With revenue sharing about to take hold in college athletics, it’s not an easy time to go on a spending spree.
But under the leadership of President Pam Whitten and AD Scott Dolson, that’s exactly what Indiana has done over the last six months.
It started when Indiana renewed football coach Curt Cignetti’s contract in November. IU signed him to a new eight-year contract with an average annual compensation of $8 million, as well as an additional annual $1 million retention bonus. That makes him one of the 20-highest paid coaches in college football.
Cignetti also negotiated significant raises for his entire staff. The Hoosiers have committed $11 million per year for the football program’s on-field staff and support staff, to be allocated at Cignetti’s discretion. At the time of the new deal, IU’s new staff allotment was the second-highest in college football.
And it didn’t stop there. When defensive coordinator Bryant Haines became a top target of programs like Penn State and Ohio State, Indiana renegotiated his deal again. Haines will make $2 million next season in total. Per USA Today, only nine assistants across college football reached that mark last season.
After all of that, Indiana turned its attention to the men’s basketball program.
Under Mike Woodson’s contract, he could be owed approximately $1 million per year over the next eight years, although we should find out soon if IU and Woodson agreed to a settlement.
According to multiple reports, Indiana will have to pay West Virginia approximately $6 million to buy out new head basketball coach Darian DeVries’ contract with his former school. That amount is thought to be one of the largest buyouts paid on behalf of a basketball coach to allow them to exit a deal.

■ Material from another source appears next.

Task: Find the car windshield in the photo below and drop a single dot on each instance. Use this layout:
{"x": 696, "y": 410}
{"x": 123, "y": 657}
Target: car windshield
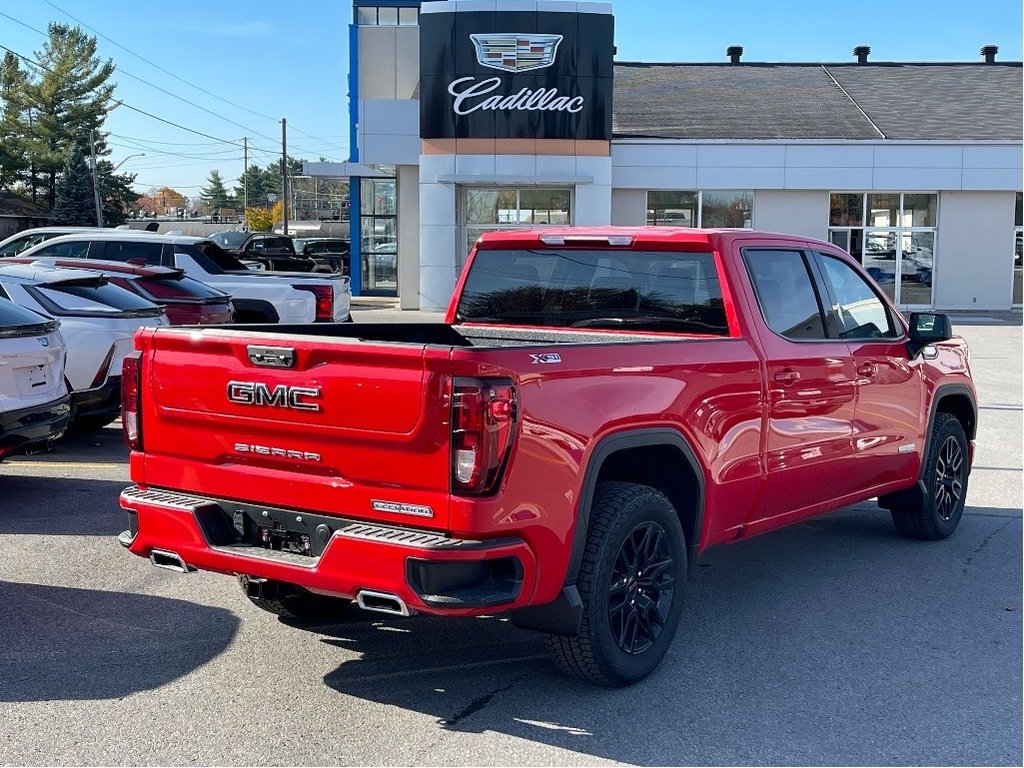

DeVries’ new contract with Indiana isn’t public yet, but it is expected he will be the highest-paid basketball coach in school history, with a six-year deal reported to be in the $4-$5 million per year range. Of course if things go exceptionally well with him next year, the parties will no doubt be back at the negotiating table sooner than later.
All of this comes at a time when college athletic departments are about to face a massive new expense.
Indiana is expected to begin sharing $20.5 million per year of its revenue with IU athletes in 2025-26. That is the full amount anticipated to be allowed by the NCAA, and it represents a roughly 15% increase in expenses over recent IU Athletics norms. IU Athletics has reduced staff and examined other cost-cutting measures to be ready.
But Indiana can invest in athletics with some degree of confidence under the Big Ten’s new media rights deal signed in 2022. Incremental revenue from that deal, which schools are now beginning to fully receive, should come close to, if not fully offset or even exceed the cost of revenue sharing. It was the deal that Cignetti said made the Big Ten a very attractive conference when he was a coveted coach in 2023.
With the Big Ten functioning as a Power-2 league now with the SEC, success on the field/court will mean more revenue. The Big Ten had four of the 12 teams in the College Football Playoff, and four of this year’s Sweet 16 in the NCAA basketball tournament.
And of course better football has meant more ticket, concession and merchandise sales as well.
But still, under Whitten and Dolson’s leadership, IU is making aggressive moves at a time of uncertainty.
At the university level, it’s probably reasonable to at least question the prudence of such maneuvers. Along with Whitten and Dolson, the IU Board of Trustees has no doubt done just that.
But if you’re a fan of IU Athletics, it seems clear you have leadership who is giving the your teams every chance to be successful.
And that hasn’t always been the case.